Matt DeMatt on his Harley outside the new sidewalk cafe at his Gaslight bar and restaurant at Ninth Ave. and 14th St.

Gaslight is known for its friendly service — and its beautiful bartenders, including Valeria, left, and Katrina.

Once a pioneer, Gaslight is still leader of the pack

By Bob Krasner

The Gaslight has been around for a while now, but Matt DeMatt has been around even longer. After stints at some of the most famous (and infamous) clubs in New York, he partnered with Davey Curran, Peter Collins and Billy Reddy to create the Gaslight, which, by his reckoning, was the first bar and restaurant in the Meatpacking District.

DeMatt took his experiences at Limelight, Studio 54 and Le Bar Bat, among others, to a part of the city that seemed to be the last place in Manhattan that one would want to open a business. The tourists who now pass by Gaslight, at the corner of Ninth Ave. and 14th St., on the way to the High Line park would be surprised to find out that the area was once inhabited nightly be drug dealers and transgender hookers.

“When we opened,” recalled DeMatt, “the girls who worked here were afraid to walk over from the subway. I had to go pick them up.”

So why did he choose the Meatpacking District?

“We wanted a place that was affordable. We looked at the location as a ‘destination,’ like a destination wedding spot,” he explained. “Big clubs were on their way out and we liked the idea of a classic lounge where people could hang out.”

It took sometime, but perseverance paid off. DeMatt believes in opening slowly and hanging in for the long run. It was three years before they made any money, but they have since expanded to a second club, G2, and a pizzeria, as well as their latest venture, an outdoor cafe. All of these adjacent establishments are run with a “mom and pop attitude,” rather than a “corporate, Starbucks mentality,” as he put it.

He firmly believes that the customer is always right, and there is usually at least one owner on premises.

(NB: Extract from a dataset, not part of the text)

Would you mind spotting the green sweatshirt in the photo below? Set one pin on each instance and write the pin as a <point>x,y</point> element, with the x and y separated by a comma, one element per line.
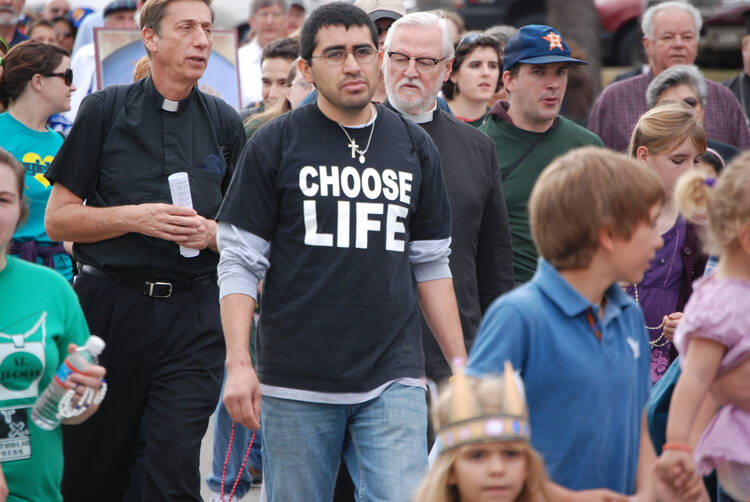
<point>510,144</point>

“Every day is important in a customer’s life,” he said, “and we want to take care of them.”

DeMatt and his partners take care of celebrities, as well, including the likes of actors James Gandolfini, Bruce Willis and Mickey Rourke, who are friends and regulars. Fashion designer Stella McCartney has thrown private parties there.

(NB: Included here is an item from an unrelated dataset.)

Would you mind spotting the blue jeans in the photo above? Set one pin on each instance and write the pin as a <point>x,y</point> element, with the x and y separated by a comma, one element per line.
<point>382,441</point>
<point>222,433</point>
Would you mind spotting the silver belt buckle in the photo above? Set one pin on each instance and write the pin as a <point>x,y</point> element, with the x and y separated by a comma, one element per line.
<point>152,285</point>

One memorable evening saw the Yankees (who celebrated their World Series victories there three years in a row) lining up at the place to meet Britney Spears. Bono and Gwyneth Paltrow got in line as well to meet the pop starlet.

But while the celebs add shine to the name, DeMatt wants the Gaslight to be part of the community. He gives reduced rates to charities who want to host fundraisers, and keeps in touch with the local police. He has helped other new businesses, such as the Hotel Gansevoort, establish themselves. He said he’s a “big fan of the High Line,” which he feels, “completes the neighborhood.”

Before he got on his Harley-Davidson motorcycle to head home, he was asked if he could relate a few anecdotes about the wilder things that have gone on in the club.

“So much has happened here,” he said. “I don’t want to get in trouble for telling you.”